I run 3 of them. Just picked up one from a guy that updated to a MM2 for CHEAP!! He is now regretting the switch. Had to upgrade altenator, add battery. Route took a little longer to finish cause the thing let go on him. Says once the kinks are out of it, he'll be just fine. I have one G model that I took off the oringinal '78 Chevy K25 that is now on the '94 K2500 (had to update the push plates though), that has of yet to EVER leave me or one of my guys in a storm. A little paint, some welding here and there over the years, and hoses are all we have ever done to these plows. Lost one angle piston once when the end wore out from a hole to a "C" shaped opening. Worked ok until the opening worked enough to let the piston slip out. Back to the shop, cobbed some flat stock onto the end..back in biz. The next year, had to break down and bought a new piston. Now we have one on the shelf just in case( the one that was cobbed). I love the belt driven hydraulics, and don't mind the headgear during the winter.
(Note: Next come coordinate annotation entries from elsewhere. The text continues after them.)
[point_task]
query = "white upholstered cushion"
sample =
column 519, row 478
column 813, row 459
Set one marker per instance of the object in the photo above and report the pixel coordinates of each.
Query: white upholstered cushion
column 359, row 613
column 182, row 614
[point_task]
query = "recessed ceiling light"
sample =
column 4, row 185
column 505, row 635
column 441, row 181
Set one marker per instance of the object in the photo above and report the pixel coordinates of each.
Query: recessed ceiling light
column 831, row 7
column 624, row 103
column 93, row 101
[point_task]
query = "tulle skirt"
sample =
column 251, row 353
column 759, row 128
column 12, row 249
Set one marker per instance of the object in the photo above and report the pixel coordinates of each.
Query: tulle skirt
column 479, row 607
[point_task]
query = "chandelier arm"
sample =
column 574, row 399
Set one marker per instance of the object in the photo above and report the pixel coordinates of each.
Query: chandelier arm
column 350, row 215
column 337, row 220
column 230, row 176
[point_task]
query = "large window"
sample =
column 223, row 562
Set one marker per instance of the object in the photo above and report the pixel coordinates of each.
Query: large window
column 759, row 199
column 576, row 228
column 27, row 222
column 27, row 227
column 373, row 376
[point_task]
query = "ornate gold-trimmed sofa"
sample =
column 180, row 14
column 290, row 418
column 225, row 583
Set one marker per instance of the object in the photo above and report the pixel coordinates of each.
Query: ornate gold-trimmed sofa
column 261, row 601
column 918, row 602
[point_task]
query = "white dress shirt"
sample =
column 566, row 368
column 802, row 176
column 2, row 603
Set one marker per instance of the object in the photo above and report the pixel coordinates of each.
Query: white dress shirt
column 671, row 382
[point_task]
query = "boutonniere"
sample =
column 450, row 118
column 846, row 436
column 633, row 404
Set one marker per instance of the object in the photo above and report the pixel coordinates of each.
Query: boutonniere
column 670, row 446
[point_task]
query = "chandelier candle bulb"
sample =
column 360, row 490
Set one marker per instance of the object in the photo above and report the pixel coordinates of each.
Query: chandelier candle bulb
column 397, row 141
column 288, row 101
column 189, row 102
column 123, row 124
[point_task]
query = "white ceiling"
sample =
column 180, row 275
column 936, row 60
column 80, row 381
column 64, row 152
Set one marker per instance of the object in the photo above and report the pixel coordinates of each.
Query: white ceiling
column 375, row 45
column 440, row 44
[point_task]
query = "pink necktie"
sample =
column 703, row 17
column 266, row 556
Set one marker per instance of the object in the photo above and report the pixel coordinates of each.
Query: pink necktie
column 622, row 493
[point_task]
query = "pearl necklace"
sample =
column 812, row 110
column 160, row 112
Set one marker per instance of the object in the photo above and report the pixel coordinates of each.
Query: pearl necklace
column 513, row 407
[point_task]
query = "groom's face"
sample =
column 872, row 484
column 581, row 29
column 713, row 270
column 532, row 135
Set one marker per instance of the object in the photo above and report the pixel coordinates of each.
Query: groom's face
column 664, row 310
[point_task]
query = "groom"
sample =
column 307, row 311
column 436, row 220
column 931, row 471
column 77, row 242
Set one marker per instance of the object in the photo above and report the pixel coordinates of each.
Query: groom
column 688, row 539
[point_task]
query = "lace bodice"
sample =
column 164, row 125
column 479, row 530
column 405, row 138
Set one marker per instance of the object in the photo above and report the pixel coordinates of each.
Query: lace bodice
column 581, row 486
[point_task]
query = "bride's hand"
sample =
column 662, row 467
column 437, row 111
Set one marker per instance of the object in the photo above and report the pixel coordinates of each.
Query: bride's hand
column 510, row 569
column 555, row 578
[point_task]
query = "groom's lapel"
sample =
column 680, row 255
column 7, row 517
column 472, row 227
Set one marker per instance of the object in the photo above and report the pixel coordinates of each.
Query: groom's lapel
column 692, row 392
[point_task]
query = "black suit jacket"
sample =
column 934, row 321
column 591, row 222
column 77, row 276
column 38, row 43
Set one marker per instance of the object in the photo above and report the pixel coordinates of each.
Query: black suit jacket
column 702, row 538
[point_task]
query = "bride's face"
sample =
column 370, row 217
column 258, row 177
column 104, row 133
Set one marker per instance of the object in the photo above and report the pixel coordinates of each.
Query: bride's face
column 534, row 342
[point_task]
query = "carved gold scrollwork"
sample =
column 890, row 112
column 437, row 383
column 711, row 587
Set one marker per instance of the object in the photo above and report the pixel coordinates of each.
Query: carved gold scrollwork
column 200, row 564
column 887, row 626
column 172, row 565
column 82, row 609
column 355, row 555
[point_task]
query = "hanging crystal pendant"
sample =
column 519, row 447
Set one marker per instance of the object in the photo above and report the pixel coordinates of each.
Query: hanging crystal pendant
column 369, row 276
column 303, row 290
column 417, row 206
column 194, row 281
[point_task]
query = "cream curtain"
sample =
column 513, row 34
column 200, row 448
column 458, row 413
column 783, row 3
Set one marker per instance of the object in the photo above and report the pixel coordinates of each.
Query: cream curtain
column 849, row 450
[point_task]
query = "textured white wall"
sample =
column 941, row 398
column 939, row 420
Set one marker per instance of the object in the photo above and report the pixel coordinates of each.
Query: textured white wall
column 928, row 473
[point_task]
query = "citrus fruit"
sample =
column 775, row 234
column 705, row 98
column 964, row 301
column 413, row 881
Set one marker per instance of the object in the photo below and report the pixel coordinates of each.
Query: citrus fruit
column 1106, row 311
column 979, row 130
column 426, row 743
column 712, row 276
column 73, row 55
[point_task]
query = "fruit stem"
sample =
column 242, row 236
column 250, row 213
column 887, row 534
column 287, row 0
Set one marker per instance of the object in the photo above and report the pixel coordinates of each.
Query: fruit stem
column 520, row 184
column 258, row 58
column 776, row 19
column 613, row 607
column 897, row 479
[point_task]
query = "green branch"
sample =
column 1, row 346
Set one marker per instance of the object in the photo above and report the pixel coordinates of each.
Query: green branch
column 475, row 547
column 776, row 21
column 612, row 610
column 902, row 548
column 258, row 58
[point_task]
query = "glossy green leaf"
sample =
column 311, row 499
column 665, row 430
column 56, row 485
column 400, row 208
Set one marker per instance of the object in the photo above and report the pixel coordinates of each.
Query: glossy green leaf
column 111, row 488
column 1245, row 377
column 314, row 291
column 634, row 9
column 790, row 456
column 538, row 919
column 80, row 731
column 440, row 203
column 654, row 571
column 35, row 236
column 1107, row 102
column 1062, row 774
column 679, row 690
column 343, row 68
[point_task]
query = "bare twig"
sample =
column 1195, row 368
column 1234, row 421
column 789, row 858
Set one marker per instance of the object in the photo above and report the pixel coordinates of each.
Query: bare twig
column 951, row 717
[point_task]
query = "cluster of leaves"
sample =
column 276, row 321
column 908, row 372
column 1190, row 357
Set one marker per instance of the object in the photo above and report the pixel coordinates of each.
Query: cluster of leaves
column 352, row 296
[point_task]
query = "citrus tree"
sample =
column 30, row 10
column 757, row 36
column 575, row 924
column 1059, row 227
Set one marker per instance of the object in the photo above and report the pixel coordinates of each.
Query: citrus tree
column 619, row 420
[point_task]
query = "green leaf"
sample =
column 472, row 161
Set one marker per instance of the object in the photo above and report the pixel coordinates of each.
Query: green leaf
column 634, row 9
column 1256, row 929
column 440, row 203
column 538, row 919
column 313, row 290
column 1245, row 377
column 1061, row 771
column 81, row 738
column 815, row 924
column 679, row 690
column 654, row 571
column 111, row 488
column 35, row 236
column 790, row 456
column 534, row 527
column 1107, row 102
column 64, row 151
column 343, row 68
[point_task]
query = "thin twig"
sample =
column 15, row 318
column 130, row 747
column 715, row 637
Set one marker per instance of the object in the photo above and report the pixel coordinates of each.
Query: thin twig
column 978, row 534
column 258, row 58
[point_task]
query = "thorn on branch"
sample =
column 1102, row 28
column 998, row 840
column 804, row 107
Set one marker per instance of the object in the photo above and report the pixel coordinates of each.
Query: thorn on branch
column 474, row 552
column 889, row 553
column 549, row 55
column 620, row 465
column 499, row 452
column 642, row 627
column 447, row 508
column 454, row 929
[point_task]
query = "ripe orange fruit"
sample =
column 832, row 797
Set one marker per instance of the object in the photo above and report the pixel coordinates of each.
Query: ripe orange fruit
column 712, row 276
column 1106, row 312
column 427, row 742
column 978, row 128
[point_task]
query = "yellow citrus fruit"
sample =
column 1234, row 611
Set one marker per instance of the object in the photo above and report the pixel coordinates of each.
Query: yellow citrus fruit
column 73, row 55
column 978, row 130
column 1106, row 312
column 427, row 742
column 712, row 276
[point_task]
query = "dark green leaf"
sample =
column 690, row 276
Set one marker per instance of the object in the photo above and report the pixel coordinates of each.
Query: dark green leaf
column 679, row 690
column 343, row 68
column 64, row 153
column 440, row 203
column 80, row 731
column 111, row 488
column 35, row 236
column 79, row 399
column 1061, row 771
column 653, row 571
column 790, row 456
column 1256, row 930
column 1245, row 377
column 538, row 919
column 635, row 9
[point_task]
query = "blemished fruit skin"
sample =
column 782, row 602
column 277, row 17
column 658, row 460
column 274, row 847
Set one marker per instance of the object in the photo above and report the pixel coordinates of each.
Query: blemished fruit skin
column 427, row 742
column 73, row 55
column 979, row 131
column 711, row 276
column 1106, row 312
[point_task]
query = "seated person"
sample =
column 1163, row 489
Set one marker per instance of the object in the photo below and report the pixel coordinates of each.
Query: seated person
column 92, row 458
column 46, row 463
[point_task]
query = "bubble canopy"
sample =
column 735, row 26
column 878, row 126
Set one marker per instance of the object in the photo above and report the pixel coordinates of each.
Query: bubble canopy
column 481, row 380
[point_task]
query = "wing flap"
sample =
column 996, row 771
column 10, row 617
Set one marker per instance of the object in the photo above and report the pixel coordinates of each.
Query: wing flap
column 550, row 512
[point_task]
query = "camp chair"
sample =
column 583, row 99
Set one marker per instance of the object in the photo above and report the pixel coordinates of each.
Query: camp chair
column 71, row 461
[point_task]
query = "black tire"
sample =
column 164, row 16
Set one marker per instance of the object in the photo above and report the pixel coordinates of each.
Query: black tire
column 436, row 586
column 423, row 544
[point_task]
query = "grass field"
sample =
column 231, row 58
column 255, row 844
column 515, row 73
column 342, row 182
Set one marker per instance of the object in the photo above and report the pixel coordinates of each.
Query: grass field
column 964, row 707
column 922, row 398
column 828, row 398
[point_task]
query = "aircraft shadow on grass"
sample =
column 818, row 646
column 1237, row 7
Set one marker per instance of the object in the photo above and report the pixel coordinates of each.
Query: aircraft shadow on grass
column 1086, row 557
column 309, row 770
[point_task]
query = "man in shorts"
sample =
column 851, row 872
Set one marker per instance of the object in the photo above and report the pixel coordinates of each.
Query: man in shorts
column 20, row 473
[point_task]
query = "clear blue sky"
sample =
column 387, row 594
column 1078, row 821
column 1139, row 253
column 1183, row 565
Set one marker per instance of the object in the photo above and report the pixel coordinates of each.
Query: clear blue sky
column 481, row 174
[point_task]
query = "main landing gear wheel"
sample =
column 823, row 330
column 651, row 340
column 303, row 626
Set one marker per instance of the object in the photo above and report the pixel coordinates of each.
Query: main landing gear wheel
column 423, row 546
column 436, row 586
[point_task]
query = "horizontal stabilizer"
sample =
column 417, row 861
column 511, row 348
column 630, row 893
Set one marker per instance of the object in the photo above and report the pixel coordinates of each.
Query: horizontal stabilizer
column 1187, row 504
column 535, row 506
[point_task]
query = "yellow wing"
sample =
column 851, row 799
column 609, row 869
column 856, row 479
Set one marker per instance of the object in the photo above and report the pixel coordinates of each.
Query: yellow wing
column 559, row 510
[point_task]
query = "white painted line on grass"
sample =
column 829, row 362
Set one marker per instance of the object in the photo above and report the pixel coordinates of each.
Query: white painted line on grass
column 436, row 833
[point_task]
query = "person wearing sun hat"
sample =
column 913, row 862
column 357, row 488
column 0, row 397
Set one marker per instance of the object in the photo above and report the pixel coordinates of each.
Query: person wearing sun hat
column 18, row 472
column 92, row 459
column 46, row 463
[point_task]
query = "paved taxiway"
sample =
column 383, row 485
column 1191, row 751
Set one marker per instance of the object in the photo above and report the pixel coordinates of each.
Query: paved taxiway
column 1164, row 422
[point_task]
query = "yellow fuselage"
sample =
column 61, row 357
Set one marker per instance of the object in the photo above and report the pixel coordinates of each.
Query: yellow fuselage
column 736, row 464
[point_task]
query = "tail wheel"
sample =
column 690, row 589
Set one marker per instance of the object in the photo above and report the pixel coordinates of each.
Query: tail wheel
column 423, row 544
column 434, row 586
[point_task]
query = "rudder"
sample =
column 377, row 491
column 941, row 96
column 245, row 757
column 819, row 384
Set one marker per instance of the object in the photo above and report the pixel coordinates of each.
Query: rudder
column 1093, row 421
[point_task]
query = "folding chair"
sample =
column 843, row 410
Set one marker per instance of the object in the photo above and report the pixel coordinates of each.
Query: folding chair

I take the headgear off in the Spring and add a brush gaurd onto the push frames.


----------



## Jeepjimmy (Jan 24, 2005)

anyone know where to get parts? fisher specific stuff. like the pumps cables joysticks control valves.


----------



## snowbankr (Oct 6, 2004)

JeepJimmy, send me a PM. I have a number for you to call for parts


----------



## t-dawg1982 (Oct 14, 2009)

I also have a old speedcast under hood hydraulic,it came off a ford and I put on my 92 gmc 1500 but I don't have the pump bracket to install pump,anyone have any pics that would help me to see the underhood hookup so I can fab some brackets,I tried the fisher site but hard to make things out,would love pic of the bracket or mounted on a truck,thanks


----------



## Trilogy (Nov 20, 2010)

I stills have a Speedcast under the hood hydraulic plow on my '84 F150.


----------



## SD40T2 (Dec 13, 2007)

tough old plows....plow snow in the winter......grade dirt in the summer LOL


----------